The asbestos siding that covers the exterior of the old Oliva Tobacco Co. building in Ybor City disguises the property's potential - it's covering up 167 windows - but it's also done a good job of preserving the property.

Darryl Shaw, the CEO of BluePearl Veterinary in Tampa, is planning to redevelop the building into about 38 apartments. A longtime advocate of Ybor revitalization, Shaw owns a number of properties there in a separate venture from the veterinary business.

"It's a wonderful old building - it's all wood,” Shaw said Tuesday. "It's wonderfully preserved. If you look at it now, the exterior, the siding that's been on there for 50-plus years - it's actually done a wonderful job of preserving the building and it's in generally very nice condition.”

The project is part of Shaw's ongoing efforts to restore Ybor City to its heyday of a thriving urban neighborhood with a diversity of ethnicities and religions living there.

"All the ingredients are there, and Ybor is going to see that transformation again,” he said. "and I think it's in the near future.”

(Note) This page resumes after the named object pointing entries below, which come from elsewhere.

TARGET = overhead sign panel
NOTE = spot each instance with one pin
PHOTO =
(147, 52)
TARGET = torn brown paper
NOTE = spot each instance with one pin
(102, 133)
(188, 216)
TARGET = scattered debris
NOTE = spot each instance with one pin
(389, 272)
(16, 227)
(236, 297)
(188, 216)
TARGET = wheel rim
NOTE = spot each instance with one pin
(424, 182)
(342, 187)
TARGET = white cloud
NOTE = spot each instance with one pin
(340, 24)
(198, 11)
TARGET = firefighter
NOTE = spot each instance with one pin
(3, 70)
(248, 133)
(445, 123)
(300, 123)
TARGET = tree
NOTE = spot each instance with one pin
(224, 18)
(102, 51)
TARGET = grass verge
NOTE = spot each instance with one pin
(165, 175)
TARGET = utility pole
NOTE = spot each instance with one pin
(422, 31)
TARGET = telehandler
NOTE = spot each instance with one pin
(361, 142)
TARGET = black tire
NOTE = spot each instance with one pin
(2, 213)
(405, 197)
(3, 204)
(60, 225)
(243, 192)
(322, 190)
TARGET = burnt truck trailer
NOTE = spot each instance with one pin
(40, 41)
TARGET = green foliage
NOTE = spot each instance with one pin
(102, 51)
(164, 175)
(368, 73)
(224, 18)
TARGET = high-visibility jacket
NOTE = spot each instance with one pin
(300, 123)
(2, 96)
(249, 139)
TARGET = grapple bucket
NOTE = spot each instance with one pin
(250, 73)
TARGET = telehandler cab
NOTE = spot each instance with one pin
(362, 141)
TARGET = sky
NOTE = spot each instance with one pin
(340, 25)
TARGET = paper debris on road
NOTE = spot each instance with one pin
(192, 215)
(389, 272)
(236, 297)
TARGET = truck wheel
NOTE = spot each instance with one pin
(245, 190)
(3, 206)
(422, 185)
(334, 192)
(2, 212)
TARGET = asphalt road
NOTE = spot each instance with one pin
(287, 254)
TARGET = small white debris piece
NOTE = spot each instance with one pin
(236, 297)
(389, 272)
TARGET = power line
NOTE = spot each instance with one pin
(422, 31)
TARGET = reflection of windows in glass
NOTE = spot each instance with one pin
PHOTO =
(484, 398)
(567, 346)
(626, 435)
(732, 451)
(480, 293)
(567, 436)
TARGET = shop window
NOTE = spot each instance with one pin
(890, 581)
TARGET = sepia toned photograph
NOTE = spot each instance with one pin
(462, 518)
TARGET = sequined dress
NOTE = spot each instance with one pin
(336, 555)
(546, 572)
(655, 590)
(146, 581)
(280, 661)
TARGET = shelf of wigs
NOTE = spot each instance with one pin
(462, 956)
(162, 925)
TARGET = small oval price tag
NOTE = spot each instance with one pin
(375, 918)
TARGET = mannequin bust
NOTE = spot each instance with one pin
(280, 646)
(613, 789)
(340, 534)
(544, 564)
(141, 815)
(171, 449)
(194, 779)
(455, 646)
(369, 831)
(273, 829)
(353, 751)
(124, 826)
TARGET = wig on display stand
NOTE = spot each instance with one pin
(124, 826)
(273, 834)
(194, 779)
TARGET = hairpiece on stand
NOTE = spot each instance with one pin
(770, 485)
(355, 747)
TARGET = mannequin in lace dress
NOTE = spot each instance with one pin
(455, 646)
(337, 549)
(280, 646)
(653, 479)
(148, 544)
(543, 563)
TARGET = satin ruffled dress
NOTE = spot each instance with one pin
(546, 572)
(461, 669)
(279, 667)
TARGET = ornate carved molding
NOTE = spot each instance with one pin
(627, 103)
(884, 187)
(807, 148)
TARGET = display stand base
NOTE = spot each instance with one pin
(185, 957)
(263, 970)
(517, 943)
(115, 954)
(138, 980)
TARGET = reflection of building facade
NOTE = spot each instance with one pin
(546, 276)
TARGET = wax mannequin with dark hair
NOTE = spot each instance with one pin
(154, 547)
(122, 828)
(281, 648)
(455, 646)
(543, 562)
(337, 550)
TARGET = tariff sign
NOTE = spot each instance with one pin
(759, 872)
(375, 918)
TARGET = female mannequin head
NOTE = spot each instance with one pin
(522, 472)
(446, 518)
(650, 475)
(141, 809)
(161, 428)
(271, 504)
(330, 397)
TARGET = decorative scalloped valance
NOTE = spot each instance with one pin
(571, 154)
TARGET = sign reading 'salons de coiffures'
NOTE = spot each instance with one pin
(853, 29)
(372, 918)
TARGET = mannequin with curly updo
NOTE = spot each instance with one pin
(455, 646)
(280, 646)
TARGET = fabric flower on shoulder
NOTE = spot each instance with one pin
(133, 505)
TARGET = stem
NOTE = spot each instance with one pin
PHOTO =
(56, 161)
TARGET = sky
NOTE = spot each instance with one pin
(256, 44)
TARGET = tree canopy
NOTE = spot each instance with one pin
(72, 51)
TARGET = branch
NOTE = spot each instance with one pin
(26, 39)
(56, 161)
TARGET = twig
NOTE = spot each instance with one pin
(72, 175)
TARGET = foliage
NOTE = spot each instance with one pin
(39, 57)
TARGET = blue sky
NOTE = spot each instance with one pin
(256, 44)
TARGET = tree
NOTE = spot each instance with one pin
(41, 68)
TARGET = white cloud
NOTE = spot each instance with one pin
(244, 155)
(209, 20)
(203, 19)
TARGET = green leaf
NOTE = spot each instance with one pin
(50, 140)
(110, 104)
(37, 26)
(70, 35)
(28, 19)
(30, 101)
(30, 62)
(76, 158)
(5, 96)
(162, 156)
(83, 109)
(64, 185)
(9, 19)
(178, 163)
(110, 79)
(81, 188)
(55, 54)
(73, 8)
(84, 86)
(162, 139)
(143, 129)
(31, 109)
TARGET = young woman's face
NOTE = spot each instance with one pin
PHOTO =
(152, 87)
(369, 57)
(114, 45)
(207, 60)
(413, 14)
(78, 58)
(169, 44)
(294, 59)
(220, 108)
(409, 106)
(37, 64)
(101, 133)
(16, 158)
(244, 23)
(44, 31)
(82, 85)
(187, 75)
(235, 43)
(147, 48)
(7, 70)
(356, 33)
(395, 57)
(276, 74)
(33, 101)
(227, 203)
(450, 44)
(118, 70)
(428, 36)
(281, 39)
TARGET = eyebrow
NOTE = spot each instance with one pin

Built in 1900, Shaw said the former factory is one of the oldest wooden structures in Florida. Historic rehabilitation and adaptive reuse projects are more expensive than new construction, because of the nature of the work, and costs can shift as construction progresses and more is revealed about the state of the building.

The plans are navigating the city approval process, and Shaw said he doesn't anticipate beginning construction before early 2015. The apartments will be studios or one-bedroom units, and each of the building's three stories have 13-foot ceilings.

He's also planning to seek historic tax credits and said it was too soon to have rent projections.

"We want to preserve anything we can,” he said.

Ashley Gurbal Kritzer is a reporter for the Tampa Bay Business Journal.